The most recent book, The Invention of Air, is not as spectacular as The Ghost Map, but is well-written on a thought-provoking topic. It focuses on Joseph Priestley’s role in the American Revolution. Priestley is best known as an early chemist, but Johnson paints him as a poly-math whose science was of a piece with his philosophy, politics and his religion.
Johnson’s broader point is that for many of the founding fathers, science was not a compartment of their lives, but part of the whole cloth (hey, it’s my blog, so I can mix as many metaphors as I want to).

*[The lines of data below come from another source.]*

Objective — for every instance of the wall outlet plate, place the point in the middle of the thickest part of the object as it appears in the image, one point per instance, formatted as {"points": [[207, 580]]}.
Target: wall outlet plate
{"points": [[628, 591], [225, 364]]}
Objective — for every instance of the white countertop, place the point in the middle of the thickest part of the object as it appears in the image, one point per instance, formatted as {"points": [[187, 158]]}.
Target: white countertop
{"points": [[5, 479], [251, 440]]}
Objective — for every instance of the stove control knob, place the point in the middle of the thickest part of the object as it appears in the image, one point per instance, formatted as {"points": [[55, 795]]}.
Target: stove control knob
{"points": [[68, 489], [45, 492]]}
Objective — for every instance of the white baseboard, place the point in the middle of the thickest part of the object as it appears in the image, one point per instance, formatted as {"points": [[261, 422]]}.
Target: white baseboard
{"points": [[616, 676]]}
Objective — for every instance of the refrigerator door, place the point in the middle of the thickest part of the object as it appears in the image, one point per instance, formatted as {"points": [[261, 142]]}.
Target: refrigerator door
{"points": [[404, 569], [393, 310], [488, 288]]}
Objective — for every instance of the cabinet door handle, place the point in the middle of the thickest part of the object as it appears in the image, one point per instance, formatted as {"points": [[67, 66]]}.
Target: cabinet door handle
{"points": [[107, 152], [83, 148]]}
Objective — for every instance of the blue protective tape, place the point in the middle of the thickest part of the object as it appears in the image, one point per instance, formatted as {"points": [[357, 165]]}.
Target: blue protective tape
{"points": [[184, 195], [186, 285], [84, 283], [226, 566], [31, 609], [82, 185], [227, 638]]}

And the neat bottom line is that Priestley’s method of science (and polity) is the same broadly empirical/experimental/entrepreneurial method that usually leads to truth and progress.
Along the way, Johnson makes many amusing and thought-provoking observations, such as the paragraphs devoted to his coffee-house theory of the enlightenment. (You see, coffee makes for clearer thinking than beer.)
The book:
Johnson, Steven. The Invention of Air: A Story of Science, Faith, Revolution, and the Birth of America. New York: Riverhead Books, 2008.